Culture
« Profession mikhali » vous réconciliera avec les chiffonniers ambulants
Ils sont quelque 10 000 travailleurs informels à collecter et à trier les déchets au Maroc. Les « mikhalis », ces petites mains qui recyclent comme elles peuvent, font l’objet d’un petit film de réhabilitation, réalisé par l’entreprise d’emballage Gharb Carton et Papier.

Que savez-vous des mikhalis, ces «chiffonniers» ambulants accusés de renverser les poubelles, salir les quartiers, perturber la circulation, enlaidir le paysage urbain avec leurs carrioles… De tous les maux de la terre, ou presque ?
Un petit documentaire de quinze minutes, mis en ligne le 23 janvier dernier, nous renseigne sur le quotidien méconnu de ces travailleurs informels, et nous invite à les scruter sous un angle inédit. Plutôt que de les déprécier, les combattre, pourquoi ne pas les considérer comme un atout pour nos villes ?
Recyclage à la marocaine
Car ces quelque dix mille petites mains ont le mérite de débarrasser nos rues de toutes sortes de déchets. «Les gens nous prennent pour des clochards, des voyous, déplore Mustapha, 21 ans. Ils nous accusent de débarquer des campagnes pour saccager les villes.

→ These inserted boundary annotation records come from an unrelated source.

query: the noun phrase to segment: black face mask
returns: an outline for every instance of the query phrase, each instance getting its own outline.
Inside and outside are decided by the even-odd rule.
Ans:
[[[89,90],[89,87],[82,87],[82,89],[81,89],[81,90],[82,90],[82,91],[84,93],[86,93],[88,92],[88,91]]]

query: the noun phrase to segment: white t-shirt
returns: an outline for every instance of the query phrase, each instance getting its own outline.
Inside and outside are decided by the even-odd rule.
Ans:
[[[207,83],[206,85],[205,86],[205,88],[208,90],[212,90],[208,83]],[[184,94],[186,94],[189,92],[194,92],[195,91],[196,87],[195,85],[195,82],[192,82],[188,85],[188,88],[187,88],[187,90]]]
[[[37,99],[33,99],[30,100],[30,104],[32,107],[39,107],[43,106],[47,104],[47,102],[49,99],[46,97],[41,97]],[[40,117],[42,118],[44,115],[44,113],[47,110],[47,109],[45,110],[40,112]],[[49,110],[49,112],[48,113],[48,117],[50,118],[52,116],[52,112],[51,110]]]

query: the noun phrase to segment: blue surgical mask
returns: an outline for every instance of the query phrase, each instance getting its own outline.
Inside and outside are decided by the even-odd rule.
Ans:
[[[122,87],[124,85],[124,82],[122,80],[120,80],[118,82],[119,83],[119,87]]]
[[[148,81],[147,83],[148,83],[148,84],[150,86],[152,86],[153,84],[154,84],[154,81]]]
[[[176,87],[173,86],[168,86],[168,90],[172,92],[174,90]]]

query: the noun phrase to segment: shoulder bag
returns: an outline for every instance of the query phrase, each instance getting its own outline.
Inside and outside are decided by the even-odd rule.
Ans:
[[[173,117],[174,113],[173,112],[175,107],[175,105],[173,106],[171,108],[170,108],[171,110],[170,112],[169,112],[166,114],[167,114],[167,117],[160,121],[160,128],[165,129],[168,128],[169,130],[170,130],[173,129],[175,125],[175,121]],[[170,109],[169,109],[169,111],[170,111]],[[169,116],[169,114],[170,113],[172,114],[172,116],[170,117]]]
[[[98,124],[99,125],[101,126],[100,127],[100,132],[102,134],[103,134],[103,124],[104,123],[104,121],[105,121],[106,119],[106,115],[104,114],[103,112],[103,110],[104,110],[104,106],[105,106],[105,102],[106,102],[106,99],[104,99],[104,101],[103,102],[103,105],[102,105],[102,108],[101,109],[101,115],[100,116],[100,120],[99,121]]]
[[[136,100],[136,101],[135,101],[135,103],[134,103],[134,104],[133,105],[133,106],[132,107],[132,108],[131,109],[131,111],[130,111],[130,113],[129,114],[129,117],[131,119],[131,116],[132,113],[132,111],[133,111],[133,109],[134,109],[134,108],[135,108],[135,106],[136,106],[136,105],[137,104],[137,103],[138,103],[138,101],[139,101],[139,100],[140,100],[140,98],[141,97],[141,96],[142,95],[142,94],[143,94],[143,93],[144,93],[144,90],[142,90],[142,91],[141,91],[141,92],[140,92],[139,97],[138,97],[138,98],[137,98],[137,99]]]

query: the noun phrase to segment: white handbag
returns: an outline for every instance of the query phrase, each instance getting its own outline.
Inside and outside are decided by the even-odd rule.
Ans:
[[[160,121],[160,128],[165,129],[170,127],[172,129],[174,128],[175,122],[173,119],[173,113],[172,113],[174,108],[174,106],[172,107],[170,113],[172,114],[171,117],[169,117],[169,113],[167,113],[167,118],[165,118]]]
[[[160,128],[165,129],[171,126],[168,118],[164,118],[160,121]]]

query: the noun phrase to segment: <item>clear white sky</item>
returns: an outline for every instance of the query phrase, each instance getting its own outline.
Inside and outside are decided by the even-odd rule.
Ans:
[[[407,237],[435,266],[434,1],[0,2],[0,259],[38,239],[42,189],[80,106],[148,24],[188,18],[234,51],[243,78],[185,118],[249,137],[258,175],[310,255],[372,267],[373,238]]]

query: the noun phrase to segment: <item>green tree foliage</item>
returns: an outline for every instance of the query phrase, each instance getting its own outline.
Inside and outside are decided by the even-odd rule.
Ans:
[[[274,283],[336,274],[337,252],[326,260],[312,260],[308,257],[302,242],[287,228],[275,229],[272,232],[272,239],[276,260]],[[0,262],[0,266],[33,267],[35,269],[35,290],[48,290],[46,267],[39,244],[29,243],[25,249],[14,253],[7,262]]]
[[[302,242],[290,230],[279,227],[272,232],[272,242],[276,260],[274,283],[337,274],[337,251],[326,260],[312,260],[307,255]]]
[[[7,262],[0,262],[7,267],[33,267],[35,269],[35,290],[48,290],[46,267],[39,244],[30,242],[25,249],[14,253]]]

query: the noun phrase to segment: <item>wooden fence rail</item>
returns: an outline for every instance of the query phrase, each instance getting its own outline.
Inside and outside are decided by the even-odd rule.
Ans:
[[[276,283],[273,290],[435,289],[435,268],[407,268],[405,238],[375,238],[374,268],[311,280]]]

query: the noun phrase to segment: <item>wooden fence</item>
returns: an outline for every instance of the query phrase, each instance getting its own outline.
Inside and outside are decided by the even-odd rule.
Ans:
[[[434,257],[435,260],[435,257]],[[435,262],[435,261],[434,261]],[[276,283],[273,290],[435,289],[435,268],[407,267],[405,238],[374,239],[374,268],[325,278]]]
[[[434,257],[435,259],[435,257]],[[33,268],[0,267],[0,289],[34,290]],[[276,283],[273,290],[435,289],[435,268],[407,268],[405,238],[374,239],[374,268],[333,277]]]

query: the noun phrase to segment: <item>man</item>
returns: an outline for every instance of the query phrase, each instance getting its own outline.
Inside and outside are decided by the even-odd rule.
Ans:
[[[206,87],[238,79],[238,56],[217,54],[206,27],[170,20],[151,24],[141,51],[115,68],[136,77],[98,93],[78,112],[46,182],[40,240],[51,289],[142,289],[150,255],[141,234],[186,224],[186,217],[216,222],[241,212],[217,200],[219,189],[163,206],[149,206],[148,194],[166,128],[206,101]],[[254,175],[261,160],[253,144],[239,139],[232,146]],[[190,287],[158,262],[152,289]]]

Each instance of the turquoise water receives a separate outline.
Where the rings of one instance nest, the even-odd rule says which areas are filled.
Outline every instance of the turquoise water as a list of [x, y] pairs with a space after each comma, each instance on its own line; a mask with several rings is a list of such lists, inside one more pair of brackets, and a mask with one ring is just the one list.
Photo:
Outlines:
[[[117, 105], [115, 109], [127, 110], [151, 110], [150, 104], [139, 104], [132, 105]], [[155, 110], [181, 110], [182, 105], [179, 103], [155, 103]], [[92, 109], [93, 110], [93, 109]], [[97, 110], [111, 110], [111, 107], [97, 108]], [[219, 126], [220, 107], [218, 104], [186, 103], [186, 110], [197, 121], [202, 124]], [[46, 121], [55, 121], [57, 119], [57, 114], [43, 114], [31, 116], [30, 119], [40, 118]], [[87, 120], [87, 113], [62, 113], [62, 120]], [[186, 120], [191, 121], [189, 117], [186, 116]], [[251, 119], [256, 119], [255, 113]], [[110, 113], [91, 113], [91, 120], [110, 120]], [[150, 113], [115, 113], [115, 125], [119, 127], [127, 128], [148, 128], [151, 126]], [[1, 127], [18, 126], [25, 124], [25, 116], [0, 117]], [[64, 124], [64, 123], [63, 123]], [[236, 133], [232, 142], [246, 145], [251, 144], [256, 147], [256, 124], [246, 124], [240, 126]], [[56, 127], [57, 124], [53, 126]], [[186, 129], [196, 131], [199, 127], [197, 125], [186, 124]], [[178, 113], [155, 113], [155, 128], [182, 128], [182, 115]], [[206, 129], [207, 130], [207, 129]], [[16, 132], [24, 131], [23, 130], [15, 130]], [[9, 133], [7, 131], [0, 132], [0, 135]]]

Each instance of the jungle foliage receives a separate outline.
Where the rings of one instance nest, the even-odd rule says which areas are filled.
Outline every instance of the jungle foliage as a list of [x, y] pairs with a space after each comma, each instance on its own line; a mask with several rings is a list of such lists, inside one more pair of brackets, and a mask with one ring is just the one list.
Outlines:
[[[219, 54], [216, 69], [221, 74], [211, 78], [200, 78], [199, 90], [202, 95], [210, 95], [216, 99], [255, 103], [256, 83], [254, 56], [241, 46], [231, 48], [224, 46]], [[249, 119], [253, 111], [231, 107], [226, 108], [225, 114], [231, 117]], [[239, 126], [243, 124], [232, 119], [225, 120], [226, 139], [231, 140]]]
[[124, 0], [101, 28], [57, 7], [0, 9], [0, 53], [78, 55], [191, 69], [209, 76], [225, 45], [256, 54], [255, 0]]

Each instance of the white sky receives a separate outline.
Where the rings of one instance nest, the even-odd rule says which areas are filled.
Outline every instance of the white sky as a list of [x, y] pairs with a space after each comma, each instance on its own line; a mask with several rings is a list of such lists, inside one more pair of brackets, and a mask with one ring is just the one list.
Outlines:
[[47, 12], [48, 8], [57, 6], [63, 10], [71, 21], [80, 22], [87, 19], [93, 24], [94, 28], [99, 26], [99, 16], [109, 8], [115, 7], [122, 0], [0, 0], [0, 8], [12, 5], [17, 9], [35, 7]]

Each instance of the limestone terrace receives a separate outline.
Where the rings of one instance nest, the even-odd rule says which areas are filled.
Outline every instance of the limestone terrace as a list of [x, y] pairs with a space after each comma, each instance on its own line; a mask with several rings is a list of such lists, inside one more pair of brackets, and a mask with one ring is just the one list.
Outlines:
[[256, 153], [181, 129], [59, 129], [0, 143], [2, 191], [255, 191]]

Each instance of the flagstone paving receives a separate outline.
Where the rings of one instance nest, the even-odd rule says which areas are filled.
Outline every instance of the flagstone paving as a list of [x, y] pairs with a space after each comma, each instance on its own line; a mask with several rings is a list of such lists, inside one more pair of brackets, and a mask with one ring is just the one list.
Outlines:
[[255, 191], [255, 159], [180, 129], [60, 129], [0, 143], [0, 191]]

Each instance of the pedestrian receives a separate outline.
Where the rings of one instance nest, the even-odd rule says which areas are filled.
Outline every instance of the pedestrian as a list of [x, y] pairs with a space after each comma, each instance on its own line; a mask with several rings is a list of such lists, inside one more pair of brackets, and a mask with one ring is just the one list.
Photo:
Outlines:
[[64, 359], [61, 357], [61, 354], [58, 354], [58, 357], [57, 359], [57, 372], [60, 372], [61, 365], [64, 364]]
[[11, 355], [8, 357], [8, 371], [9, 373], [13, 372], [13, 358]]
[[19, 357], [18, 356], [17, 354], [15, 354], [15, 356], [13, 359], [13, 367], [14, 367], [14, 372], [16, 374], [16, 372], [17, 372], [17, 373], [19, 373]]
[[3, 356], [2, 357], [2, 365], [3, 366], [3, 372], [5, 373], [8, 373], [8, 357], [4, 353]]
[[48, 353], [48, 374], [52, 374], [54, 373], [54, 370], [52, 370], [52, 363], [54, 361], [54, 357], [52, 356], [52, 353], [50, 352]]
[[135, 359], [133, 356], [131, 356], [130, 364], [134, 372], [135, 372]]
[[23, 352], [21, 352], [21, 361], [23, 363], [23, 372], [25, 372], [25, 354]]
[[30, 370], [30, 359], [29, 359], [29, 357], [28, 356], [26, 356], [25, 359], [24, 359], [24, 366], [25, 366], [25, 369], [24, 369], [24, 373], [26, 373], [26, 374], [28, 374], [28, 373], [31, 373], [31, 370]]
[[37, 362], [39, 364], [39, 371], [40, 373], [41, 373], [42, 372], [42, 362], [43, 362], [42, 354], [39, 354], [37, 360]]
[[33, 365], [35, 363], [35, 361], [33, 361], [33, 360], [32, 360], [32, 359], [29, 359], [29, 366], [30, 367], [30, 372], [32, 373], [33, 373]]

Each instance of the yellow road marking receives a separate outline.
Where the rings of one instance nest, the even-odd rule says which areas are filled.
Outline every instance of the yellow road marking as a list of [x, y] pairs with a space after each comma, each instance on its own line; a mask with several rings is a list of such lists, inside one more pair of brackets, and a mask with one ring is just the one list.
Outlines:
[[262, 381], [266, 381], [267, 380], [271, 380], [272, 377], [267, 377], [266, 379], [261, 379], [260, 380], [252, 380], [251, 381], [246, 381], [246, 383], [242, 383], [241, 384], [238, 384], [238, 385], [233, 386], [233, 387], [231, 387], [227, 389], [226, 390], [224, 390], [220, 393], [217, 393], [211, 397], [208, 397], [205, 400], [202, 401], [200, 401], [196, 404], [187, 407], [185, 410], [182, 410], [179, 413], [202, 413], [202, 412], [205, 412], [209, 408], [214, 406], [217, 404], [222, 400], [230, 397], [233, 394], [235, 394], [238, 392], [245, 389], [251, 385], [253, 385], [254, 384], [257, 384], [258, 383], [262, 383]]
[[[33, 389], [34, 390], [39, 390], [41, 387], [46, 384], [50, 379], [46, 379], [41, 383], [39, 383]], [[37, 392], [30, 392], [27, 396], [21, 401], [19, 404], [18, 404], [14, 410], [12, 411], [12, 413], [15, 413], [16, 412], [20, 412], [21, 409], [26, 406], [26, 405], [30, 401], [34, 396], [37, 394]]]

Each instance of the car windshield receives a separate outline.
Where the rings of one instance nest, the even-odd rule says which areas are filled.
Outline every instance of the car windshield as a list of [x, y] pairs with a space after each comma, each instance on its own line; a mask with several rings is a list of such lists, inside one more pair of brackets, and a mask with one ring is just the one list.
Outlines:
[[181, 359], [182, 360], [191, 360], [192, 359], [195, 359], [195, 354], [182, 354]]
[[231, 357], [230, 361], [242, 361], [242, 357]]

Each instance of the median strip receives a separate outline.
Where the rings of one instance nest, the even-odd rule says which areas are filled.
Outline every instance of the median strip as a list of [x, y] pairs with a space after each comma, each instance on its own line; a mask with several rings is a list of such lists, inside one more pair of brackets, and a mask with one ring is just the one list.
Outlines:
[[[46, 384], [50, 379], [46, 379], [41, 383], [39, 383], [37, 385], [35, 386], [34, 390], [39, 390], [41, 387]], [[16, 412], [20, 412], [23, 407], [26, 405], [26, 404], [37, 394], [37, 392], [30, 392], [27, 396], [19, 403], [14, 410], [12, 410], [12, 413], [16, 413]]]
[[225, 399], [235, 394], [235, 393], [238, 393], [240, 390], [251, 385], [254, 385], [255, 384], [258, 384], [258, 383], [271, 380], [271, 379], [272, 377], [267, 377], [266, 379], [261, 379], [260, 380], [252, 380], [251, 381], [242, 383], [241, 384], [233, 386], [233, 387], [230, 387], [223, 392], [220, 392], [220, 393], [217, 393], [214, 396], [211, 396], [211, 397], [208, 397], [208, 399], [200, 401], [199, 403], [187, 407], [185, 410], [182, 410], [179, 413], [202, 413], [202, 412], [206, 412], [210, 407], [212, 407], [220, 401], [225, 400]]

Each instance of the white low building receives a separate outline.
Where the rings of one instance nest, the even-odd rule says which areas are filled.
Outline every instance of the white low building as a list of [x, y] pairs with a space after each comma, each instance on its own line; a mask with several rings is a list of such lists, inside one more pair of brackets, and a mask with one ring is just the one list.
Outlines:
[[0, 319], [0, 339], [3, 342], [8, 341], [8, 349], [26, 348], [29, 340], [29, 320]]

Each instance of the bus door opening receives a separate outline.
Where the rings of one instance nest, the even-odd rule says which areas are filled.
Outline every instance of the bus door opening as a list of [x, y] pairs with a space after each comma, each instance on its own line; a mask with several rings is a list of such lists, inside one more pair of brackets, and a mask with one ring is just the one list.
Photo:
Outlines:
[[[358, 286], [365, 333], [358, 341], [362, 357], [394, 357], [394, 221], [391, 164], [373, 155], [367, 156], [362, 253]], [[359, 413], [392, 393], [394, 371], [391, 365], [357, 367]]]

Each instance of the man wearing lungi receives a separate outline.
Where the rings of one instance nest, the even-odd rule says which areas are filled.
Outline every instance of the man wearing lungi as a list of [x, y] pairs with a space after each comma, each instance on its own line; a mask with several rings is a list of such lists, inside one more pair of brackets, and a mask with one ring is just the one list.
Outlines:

Ils ne se rendent pas compte que c’est nous qui nettoyons la moitié de «leurs» villes».
100 à 150 kilos de carton usagé. C’est ce que collecte par exemple un chiffonnier tous les jours, selon les chiffres de l’excellent documentaire de sensibilisation «Profession mikhali», réalisé par la société d’emballage Gharb Papier et Carton, filiale du groupe Ynna Holding. «Nous vendons le carton récupéré à des intermédiaires, à 35 centimes le kilo. Ça nous rapporte entre 250 et 300 dirhams par semaine», confie un travailleur informel. Des camions acheminent ensuite cette marchandise à un centre de collecte et de ramassage à Casablanca, qui la compresse et l’expédie à son tour aux papeteries et autres usines pour être recyclée. Broyé, épuré, réduit en pâte puis transformé en papier d’emballage, le vieux carton ramassé par les soins du chiffonnier recouvre ainsi une nouvelle vie.
Grâce aux mikhalis, le Maroc récupère environ 28% du carton perdu. Un taux certes encore loin des 60% recyclés en Europe, mais que nous pourrions atteindre si seulement nous nous dotions du système de tri sélectif, à l’état de projet depuis dix ans… «Le carton part et revient sans cesse. Sans nous, il se noierait au milieu des ordures et ne servirait plus à rien, explique Mustapha. Il faudrait, à ce moment-là, beaucoup de bois, d’arbres, pour refaire le carton dont auront besoin les usines». Concrètement, nous informe le documentaire, une tonne de papier recyclé épargne 2,5 tonnes de bois coupé.
Le Maroc, qui consomme 180 000 tonnes de carton par an, doit importer 70% de sa matière première pour pallier aux besoins d’un secteur qui génère 11 milliards de dirhams de chiffre d’affaire par an, soit 2,7% du PIB industriel et 1,14% du PIB national.
«Nous importons alors que nous pourrions recycler notre propre carton usagé, se lamente Abdelali, intermédiaire. Et nous dénigrons ceux qui nous aident à recycler, qui nous fournissent une précieuse denrée». A méditer.
«Profession mikhali», documentaire réalisé par Gharb Papier et Carton. Disponible sur Youtube.